Chinese poet (born 1967)

Jiang Pinchao (蒋品超 (Jiǎng Pǐnchāo); born 1967) is a Chinese poet. Four books he either authored or edited are held in the collections of the U.S. Library of Congres , and another book he edited is held in the collection of the National Library of Australia . He is the director of June Fourth Heritage & Culture Association, chief editor of Collection of June Fourth Poems and Collection of Human Right Poems, and the first Chinese author to be blocked by Google. He was sentenced to four years imprisonment for his active participation in the Tiananmen Square protests of 1989 in China.

== Activist ==
=== Sentence ===
Due to his participation in the student democratic movement, he was arrested and jailed for four years and deprived of political rights for two years in the First Jail of the Hubei Province in China. In 1992, along with other political prisoners, he resisted the abuse, but was tortured and confined.

===Internet block===
In 2001 Jiang provoked controversy on the internet. He initiated the "re-ponder the history, be concerned about the politics, commiserate with the public" mindset and proposed the theory of "thoughts of public" and "thoughts of imagination". His topics involved the June Fourth Democratic Movement, the public view of politics in China, and other sensitive questions. He was one of the first to propose such touchy questions in China. Chinese poets took an active part in this controversy, but because of his strong and growing influence, Jiang was blocked from Internet usage by Chinese government officials in 2004.

===Google block===
On September 16, 2004, American Dynamic Internet issued a research report focusing on Jiang, revealing that Jiang was blocked by the Google search engine. The same day, Yisha and Shaojun Li, two authors who had argued with Jiang, were presented an annual prize in the Chinese "New Poetry" sub-culture.

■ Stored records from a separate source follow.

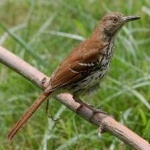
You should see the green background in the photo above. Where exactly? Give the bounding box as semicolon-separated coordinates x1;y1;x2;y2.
0;0;150;150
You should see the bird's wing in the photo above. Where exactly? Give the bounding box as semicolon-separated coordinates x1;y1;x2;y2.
51;41;106;89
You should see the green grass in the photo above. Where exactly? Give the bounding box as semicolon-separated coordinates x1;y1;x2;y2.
0;0;150;150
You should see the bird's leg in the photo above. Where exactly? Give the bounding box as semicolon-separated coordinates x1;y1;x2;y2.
45;99;49;117
73;96;93;113
46;99;61;123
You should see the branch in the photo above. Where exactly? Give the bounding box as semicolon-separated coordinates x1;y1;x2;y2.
0;46;150;150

Because Google broke its promise of "Don't be evil", the matter attracted international attention. The United States Congress and Secretary of State, Condoleezza Rice, held hearings on the subject. On April 14, 2005, Jiang was nominated for "The President Culture Prize" in Taiwan.

Jiang testified and supported the American Congressional hearing on the internet blockage behavior of Google, Yahoo, Cisco and Microsoft on February 15, 2006. He accepted interviews with over 10 news outlets, including the Associated Press, Yomiuri Shimbun, and the Central News Agency of Taiwan.

===International Fast===
On March 5, 2006, Jiang, along with others, including Jinsheng Wei, Hongbing Yuan and Xue Sheng, launched an international fast, which included ten thousand people, to express support for individuals persecuted by the Chinese government. Jiang organized and presided over another Chinese protest in Los Angeles for similar reasons.